Find the sum of the above two base-35 numbers in base 35.

Clarifications:

For base-35 numbers: $0=0$ , $1=1$ , $2=2$ , ... $9=9$ , $A=10$ , $B=11$ , $C=12$ , ... $X=33$ , $Y=34$ , and $Z=35$ .
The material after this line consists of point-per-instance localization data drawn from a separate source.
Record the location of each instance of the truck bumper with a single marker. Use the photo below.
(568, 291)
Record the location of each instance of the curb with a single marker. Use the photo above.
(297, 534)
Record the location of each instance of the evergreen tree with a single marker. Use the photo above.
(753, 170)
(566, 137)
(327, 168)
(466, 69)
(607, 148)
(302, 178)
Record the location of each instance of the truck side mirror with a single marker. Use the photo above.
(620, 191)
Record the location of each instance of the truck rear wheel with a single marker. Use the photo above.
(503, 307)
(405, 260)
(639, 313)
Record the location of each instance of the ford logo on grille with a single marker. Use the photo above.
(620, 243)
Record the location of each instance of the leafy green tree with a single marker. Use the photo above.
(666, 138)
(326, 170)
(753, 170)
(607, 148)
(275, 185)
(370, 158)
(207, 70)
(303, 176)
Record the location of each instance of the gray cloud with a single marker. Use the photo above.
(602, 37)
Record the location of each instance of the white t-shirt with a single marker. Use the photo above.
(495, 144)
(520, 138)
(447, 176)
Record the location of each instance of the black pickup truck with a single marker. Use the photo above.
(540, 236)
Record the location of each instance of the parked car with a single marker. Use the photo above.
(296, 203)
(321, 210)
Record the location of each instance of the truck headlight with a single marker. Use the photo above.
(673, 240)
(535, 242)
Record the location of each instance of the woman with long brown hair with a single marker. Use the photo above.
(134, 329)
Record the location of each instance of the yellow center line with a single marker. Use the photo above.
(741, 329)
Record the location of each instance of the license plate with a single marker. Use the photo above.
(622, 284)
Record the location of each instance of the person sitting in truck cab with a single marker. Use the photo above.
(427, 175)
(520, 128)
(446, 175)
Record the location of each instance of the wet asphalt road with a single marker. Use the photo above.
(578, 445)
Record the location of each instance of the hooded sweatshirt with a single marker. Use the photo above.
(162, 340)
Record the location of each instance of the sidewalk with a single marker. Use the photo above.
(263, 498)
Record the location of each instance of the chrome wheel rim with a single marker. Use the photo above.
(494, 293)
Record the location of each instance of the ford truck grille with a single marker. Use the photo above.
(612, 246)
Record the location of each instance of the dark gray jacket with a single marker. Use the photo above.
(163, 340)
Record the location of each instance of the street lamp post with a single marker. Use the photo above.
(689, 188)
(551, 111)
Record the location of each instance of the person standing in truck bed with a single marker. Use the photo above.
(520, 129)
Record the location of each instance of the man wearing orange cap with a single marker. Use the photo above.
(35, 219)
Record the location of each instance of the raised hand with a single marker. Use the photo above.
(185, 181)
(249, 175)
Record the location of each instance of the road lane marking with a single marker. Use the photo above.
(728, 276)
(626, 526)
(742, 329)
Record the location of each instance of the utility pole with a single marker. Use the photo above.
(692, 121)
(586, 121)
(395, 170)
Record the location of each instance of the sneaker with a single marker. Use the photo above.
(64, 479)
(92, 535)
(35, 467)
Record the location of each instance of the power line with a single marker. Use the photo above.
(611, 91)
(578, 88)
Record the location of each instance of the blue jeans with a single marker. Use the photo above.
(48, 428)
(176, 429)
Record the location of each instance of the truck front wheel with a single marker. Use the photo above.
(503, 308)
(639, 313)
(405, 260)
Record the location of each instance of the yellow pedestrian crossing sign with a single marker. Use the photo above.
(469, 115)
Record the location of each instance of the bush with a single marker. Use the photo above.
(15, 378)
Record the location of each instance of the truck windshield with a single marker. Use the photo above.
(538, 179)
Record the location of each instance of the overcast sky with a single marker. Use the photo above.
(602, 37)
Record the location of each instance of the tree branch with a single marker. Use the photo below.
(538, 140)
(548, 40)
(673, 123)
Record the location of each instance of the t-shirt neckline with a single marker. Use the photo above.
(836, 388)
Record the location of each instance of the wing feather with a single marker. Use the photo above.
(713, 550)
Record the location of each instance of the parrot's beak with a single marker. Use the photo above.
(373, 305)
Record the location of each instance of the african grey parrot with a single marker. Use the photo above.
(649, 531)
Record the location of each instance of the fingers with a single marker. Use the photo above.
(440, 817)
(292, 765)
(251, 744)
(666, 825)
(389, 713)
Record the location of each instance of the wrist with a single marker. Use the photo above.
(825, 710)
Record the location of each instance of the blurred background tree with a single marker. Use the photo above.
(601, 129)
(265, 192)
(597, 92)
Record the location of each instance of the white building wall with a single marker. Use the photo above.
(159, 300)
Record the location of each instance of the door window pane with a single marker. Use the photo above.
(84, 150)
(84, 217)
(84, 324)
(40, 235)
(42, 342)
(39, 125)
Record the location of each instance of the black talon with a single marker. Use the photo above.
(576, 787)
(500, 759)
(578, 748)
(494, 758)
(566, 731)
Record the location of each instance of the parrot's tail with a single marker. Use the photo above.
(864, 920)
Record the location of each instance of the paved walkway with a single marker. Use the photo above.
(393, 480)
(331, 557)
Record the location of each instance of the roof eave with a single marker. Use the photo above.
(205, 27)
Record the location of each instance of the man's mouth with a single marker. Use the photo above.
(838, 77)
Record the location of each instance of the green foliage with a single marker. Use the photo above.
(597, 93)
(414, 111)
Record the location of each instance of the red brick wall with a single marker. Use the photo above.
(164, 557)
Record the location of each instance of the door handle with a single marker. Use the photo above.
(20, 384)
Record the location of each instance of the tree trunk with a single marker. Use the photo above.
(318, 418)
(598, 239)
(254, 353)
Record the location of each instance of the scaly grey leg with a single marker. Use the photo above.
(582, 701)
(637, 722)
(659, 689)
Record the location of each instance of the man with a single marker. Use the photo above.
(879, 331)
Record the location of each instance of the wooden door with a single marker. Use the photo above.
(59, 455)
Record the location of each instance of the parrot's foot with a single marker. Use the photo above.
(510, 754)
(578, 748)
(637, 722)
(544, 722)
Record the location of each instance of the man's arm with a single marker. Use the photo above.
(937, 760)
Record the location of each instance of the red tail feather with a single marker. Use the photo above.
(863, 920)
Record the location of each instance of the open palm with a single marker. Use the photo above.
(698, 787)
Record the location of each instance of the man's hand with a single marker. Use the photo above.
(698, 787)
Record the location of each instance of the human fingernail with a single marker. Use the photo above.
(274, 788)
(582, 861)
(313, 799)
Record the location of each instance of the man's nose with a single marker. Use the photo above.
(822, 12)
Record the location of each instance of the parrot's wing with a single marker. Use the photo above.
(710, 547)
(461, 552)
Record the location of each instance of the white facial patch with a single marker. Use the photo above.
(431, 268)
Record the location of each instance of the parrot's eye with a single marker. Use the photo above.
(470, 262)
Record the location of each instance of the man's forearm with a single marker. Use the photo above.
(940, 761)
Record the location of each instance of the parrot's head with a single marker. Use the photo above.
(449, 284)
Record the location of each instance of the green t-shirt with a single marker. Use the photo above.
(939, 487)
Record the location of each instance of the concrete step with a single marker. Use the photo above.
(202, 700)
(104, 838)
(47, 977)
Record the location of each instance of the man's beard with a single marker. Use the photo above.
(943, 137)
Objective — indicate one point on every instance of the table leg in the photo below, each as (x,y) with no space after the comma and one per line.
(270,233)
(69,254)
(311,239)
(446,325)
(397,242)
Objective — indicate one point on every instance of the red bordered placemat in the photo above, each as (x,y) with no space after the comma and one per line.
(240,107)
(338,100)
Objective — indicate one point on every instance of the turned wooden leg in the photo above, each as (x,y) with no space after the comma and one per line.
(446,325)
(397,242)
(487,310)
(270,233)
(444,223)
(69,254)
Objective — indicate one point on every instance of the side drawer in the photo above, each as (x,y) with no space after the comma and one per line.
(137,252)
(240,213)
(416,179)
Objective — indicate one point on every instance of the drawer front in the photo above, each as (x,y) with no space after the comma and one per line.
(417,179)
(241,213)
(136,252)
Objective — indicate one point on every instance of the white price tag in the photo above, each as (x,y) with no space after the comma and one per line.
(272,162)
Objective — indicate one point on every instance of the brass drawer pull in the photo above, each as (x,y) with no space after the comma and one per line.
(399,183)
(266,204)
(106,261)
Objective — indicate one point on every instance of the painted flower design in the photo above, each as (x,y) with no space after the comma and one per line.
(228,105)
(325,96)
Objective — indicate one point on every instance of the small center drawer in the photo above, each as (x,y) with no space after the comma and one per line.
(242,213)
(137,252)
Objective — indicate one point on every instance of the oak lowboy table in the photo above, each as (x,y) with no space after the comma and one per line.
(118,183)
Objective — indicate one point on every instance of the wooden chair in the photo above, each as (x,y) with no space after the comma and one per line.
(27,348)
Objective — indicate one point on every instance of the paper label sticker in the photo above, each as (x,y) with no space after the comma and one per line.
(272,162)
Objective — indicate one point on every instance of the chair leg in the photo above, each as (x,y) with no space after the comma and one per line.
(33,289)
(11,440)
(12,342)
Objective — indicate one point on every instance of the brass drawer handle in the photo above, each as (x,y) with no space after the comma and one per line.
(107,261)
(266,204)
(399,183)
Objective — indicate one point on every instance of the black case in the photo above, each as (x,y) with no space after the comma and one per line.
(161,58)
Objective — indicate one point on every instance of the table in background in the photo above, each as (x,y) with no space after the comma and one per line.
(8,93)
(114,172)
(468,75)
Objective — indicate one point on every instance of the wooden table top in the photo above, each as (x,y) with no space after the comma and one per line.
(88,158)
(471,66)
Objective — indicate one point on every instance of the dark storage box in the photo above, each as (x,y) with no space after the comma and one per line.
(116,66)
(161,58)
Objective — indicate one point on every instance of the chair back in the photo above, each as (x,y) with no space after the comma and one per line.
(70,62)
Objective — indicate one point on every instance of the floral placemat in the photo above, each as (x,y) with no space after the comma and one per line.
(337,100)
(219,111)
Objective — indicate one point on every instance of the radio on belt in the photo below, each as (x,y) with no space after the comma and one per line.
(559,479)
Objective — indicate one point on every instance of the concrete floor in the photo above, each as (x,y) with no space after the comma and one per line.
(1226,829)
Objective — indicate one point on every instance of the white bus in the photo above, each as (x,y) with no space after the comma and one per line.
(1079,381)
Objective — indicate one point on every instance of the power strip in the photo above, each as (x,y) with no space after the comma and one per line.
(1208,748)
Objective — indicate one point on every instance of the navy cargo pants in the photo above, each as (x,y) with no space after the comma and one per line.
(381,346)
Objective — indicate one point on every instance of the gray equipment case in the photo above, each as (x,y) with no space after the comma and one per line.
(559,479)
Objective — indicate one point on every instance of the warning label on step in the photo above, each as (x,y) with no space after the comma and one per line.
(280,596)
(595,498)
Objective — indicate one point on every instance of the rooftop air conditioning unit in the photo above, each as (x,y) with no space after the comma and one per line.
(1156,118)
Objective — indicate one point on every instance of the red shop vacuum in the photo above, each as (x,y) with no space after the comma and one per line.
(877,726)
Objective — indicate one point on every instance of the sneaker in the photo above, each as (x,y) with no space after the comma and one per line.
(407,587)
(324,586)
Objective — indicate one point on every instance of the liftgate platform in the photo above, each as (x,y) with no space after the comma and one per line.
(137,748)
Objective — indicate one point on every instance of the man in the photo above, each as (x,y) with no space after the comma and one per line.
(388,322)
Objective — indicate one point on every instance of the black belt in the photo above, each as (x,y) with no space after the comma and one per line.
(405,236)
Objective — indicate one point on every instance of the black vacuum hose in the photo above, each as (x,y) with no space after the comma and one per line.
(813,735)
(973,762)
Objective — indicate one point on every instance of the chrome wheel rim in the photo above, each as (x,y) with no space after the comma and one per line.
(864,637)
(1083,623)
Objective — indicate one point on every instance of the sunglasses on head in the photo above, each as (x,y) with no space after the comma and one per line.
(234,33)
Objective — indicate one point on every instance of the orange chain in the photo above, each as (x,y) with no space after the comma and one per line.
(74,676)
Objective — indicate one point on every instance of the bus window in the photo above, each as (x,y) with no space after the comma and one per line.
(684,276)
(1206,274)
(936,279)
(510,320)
For the answer, enter the sum of the decimal values of the base-35 digits. For example:

If the sum is $REALLY$ and $REALLY=27+14+10+21+21+34=127$ , then the answer is $127$ .
If the sum is $45REALLY=4+5+27+14+10+21+21+34=136$ , then the answer is $136$ .

The answer is 130.

1 solution

Chew-Seong Cheong
Jun 9, 2016

$\begin{aligned} S & = (THIRTY)_{35} + (FIVE)_{35} \\ & = 35^5T_{35} + 35^4H_{35} + 35^3I_{35} + 35^2R_{35} + 35T_{35} + Y_{35} + 35^3F_{35} + 35^2I_{35} + 35V_{35} + E_{35} \\ & = 35^5(29) + 35^4(17) + 35^3(18) + 35^2(27) + 35(29) + 34 + 35^3(15) + 35^2(18) + 35(31) + 14 \\ & = 35^5(29) + 35^4(17) + 35^3(18+15) + 35^2(27+18) + 35(29+31) + 34+14 \\ & = 35^5(29) + 35^4(17) + 35^3(33) + 35^2(45) + 35(60) + 48 \\ & = 35^5(29) + 35^4(17) + 35^3(33) + 35^2(45) + 35(60\color{#D61F06}{+1}) + \color{#D61F06}{13} \\ & = 35^5(29) + 35^4(17) + 35^3(33) + 35^2(45\color{#D61F06}{+1}) + 35(\color{#D61F06}{26}) + 13 \\ & = 35^5(29) + 35^4(17) + 35^3(33\color{#D61F06}{+1}) + 35^2(\color{#D61F06}{11}) + 35(26) + 13 \\ & = 35^5(\color{#3D99F6}{29}) + 35^4(\color{#3D99F6}{17}) + 35^3(\color{#3D99F6}{34}) + 35^2(\color{#3D99F6}{11}) + 35(\color{#3D99F6}{26}) + \color{#3D99F6}{13} \end{aligned}$

Therefore, the answer is $\color{#3D99F6}{29+17+34+11+26+13} = \boxed{130}$ .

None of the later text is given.